Cortland residents want traffic lights, not stop signs at two city intersections

CORTLAND, N.Y. – Eight city residents appeared at city hall Tuesday night to voice their opposition to a plan by city officials to replace traffic lights at two separate intersections with four-way stop signs.

Traffic lights at the intersection of Greenbush and Elm streets–and Greenbush Street and Central Avenue–are outdated but costly to replace, according to Nick Dovi, deputy superintendent for the city’s department of public works.

Children and the elderly frequently cross the intersections, residents said, and stop signs could make the area less safe for pedestrians.

The intersections are located near the Cortland County Office Building, which contains a parking lot that is often filled to capacity.

“It is not an unpopulated area,” said Jo Schafer, a resident who said she frequently walks in the area.

The cost of replacing both traffic lights would likely cost upwards of $90,000, according to Dovi.

Mike Dexter, who chairs the city’s landscape and design commission, recognized the high cost but felt improving the safety of the area should be the priority.

“The cost of it is exorbitant, but safety I think comes first,” Dexter said.

Would new traffic lights be safer?

Before Tuesday’s public hearing, Dovi provided information on the history of accidents at the intersections.

Since January of 2012, more than a dozen accidents have occurred at the intersection of Greenbush and Elm streets, two of which resulted in “bodily injury,” Dovi said.

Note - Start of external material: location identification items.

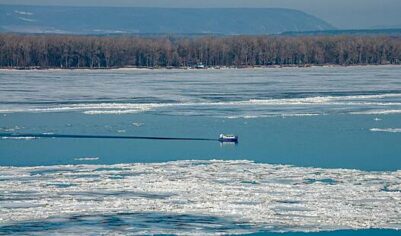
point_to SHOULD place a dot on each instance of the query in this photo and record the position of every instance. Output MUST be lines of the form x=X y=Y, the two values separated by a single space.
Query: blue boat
x=228 y=138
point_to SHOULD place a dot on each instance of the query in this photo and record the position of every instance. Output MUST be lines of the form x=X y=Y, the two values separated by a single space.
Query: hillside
x=116 y=20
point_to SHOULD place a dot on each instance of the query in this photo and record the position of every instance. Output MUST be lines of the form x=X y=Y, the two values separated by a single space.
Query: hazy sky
x=340 y=13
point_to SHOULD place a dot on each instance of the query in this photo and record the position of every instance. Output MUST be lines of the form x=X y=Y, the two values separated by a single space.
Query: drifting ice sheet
x=262 y=196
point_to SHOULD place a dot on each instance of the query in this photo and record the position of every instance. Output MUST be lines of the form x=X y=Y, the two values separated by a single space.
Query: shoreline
x=129 y=68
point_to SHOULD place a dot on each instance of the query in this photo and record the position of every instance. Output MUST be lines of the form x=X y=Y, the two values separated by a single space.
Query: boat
x=228 y=138
x=200 y=66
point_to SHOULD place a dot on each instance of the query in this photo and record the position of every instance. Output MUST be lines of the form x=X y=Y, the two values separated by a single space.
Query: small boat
x=228 y=138
x=200 y=66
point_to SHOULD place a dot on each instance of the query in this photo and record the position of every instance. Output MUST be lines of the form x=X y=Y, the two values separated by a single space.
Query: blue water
x=321 y=120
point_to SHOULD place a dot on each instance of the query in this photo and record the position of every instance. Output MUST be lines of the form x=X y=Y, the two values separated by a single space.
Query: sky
x=343 y=14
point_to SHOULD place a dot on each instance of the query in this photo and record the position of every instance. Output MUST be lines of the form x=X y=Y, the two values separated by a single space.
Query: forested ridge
x=64 y=51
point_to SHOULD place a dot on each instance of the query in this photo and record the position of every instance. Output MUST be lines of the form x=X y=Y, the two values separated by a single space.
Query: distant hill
x=358 y=32
x=118 y=20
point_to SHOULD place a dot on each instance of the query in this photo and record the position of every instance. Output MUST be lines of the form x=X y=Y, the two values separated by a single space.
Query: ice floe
x=278 y=198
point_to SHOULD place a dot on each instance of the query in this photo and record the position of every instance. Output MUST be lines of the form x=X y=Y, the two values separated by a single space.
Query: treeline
x=62 y=51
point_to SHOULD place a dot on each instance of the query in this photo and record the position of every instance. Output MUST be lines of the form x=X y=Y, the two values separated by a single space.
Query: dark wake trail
x=22 y=135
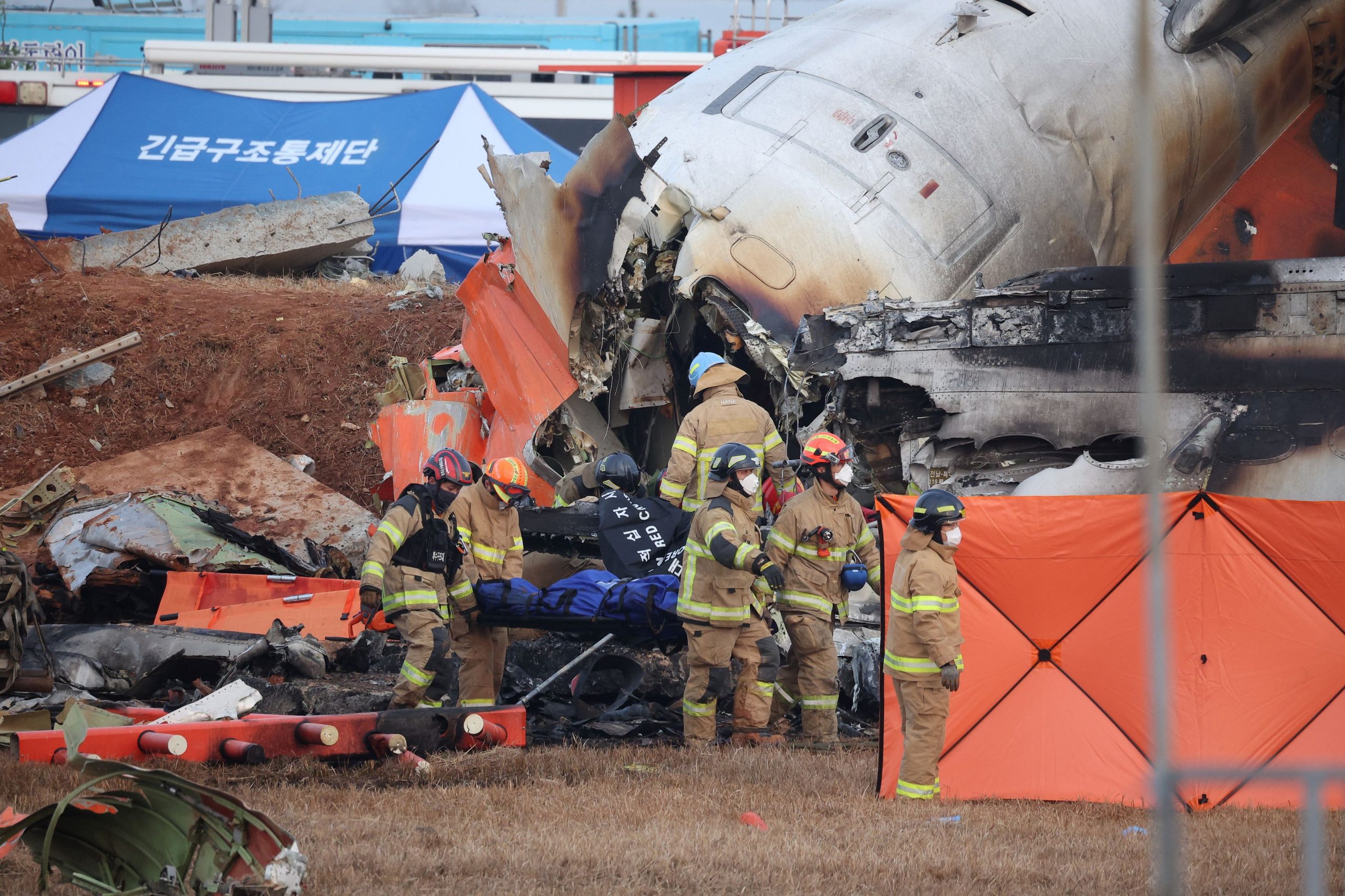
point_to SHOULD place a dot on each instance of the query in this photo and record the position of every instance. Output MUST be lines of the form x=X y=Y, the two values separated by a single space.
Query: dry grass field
x=668 y=821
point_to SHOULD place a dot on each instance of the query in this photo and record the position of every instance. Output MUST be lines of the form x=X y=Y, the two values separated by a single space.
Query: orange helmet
x=509 y=478
x=826 y=449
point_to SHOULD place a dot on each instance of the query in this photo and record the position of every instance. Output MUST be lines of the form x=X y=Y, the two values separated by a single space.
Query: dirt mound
x=283 y=361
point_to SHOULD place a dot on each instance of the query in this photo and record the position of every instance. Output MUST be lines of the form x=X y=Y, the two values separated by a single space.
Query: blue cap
x=701 y=363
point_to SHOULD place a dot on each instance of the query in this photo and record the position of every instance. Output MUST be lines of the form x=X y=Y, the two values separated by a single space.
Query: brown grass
x=579 y=821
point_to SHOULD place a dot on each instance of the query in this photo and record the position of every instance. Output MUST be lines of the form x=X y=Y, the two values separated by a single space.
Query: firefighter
x=815 y=541
x=488 y=520
x=415 y=574
x=721 y=418
x=721 y=603
x=925 y=637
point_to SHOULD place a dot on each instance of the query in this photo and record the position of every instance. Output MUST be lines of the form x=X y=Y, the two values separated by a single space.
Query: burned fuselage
x=1031 y=388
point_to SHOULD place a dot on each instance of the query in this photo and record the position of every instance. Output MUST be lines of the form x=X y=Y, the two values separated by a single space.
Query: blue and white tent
x=121 y=155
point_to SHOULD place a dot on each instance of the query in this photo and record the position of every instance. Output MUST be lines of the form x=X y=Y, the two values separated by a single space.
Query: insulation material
x=1053 y=704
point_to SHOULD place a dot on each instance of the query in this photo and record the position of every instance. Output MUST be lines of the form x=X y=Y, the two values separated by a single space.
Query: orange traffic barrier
x=1053 y=700
x=239 y=602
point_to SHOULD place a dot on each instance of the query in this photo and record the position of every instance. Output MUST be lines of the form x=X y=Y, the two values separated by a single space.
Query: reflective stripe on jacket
x=925 y=618
x=494 y=540
x=407 y=587
x=721 y=418
x=717 y=581
x=813 y=580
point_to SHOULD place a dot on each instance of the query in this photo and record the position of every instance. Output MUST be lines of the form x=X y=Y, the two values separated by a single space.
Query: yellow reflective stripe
x=918 y=791
x=912 y=664
x=700 y=711
x=393 y=533
x=407 y=599
x=925 y=603
x=416 y=676
x=821 y=701
x=704 y=611
x=486 y=552
x=805 y=599
x=717 y=528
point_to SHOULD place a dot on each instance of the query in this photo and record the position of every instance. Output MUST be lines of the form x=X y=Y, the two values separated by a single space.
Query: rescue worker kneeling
x=925 y=637
x=814 y=540
x=723 y=606
x=415 y=574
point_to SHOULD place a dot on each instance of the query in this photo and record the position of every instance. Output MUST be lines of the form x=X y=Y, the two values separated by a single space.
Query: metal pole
x=1315 y=836
x=567 y=668
x=1152 y=357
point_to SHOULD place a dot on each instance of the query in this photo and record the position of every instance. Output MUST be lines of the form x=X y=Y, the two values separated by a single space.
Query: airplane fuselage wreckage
x=912 y=226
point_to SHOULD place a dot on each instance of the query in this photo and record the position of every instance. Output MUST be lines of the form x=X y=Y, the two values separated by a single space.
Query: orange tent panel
x=1302 y=538
x=1322 y=743
x=1242 y=634
x=1047 y=741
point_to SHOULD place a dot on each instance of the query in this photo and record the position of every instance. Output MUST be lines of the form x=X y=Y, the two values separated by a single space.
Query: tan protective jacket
x=407 y=587
x=925 y=624
x=813 y=579
x=580 y=482
x=717 y=581
x=721 y=418
x=494 y=540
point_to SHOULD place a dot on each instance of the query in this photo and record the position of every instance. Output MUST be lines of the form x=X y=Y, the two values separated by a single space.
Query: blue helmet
x=701 y=363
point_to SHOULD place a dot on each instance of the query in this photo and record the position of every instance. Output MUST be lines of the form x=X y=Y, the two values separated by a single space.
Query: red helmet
x=450 y=466
x=509 y=478
x=826 y=449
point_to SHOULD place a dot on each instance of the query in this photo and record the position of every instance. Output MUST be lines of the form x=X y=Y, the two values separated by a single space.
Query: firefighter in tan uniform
x=415 y=574
x=488 y=520
x=925 y=638
x=826 y=550
x=721 y=606
x=721 y=418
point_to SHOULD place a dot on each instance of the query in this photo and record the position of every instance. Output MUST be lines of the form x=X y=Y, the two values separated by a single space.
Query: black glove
x=763 y=567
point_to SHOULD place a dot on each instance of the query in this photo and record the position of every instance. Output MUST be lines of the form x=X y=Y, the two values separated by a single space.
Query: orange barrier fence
x=1053 y=699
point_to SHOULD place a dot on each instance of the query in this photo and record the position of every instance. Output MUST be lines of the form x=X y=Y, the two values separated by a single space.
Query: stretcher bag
x=594 y=595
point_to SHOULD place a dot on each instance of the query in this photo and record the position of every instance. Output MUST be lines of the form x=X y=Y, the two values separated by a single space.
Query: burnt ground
x=256 y=354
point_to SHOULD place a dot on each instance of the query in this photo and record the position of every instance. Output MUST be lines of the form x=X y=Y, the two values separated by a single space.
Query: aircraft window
x=1257 y=446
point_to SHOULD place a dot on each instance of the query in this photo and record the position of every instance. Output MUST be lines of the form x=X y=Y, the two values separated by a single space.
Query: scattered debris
x=56 y=369
x=158 y=833
x=423 y=267
x=275 y=237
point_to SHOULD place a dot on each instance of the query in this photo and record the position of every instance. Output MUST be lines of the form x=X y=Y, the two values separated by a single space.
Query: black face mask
x=443 y=499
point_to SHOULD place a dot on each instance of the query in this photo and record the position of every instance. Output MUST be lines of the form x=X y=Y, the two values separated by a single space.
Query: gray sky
x=713 y=14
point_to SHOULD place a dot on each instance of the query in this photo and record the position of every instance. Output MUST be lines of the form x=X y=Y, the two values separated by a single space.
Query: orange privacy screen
x=1053 y=700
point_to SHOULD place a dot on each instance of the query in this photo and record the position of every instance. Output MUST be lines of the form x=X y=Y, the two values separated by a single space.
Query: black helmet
x=732 y=458
x=619 y=471
x=935 y=507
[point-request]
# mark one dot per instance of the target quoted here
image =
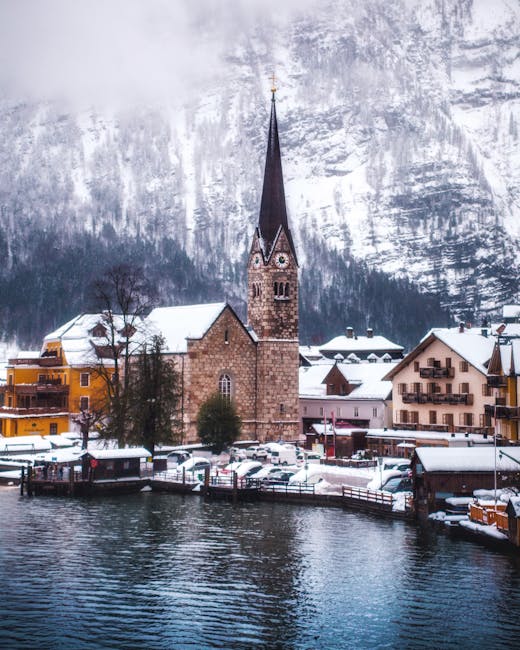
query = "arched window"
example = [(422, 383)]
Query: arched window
[(224, 386)]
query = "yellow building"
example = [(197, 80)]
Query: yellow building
[(46, 390)]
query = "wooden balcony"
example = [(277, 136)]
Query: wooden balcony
[(435, 427), (502, 412), (482, 431), (44, 362), (496, 381), (41, 410), (416, 398), (37, 389), (436, 373), (438, 398)]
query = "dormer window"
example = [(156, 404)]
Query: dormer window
[(128, 331), (98, 331)]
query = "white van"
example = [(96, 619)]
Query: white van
[(283, 454)]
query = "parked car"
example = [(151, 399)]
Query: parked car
[(247, 468), (256, 452), (280, 477), (283, 454), (398, 484), (309, 457), (236, 453), (177, 457), (194, 464)]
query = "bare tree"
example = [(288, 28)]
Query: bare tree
[(123, 297)]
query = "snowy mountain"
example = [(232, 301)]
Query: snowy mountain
[(399, 133)]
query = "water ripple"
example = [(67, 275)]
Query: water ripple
[(163, 571)]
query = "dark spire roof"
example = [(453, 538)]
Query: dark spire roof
[(273, 212)]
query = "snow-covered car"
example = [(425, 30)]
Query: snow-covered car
[(177, 457), (256, 452), (236, 454), (248, 468), (194, 465), (398, 484), (280, 477)]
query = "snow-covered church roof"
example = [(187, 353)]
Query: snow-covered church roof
[(178, 324)]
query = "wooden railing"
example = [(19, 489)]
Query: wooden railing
[(371, 496)]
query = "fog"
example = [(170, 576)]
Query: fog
[(114, 52)]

“They’re definitely obsolete,” he said, referring to the traffic signals. “We thought it was a good time to look into replacing the light or other options, because it has outlived its life expectancy.”

Greenbush and Central

Greenbush Street and Central Avenue (Peter Blanchard/Cortland Voice)

Greenbush and elm

Greenbush and Elm streets

Dovi said he’s reached out to several engineering firms to conduct a “warrant analysis,” which would determine the best possible traffic configurations for the intersections.

Replacing the traffic lights with LED stop signs could be a safe and cost-effective alternative, he said.

“I’ve seen people run through that yellow light there constantly and have pretty close calls,” he said. “I thought maybe a stop sign would slow traffic down.”

City lawmakers plan on making a final decision later this month.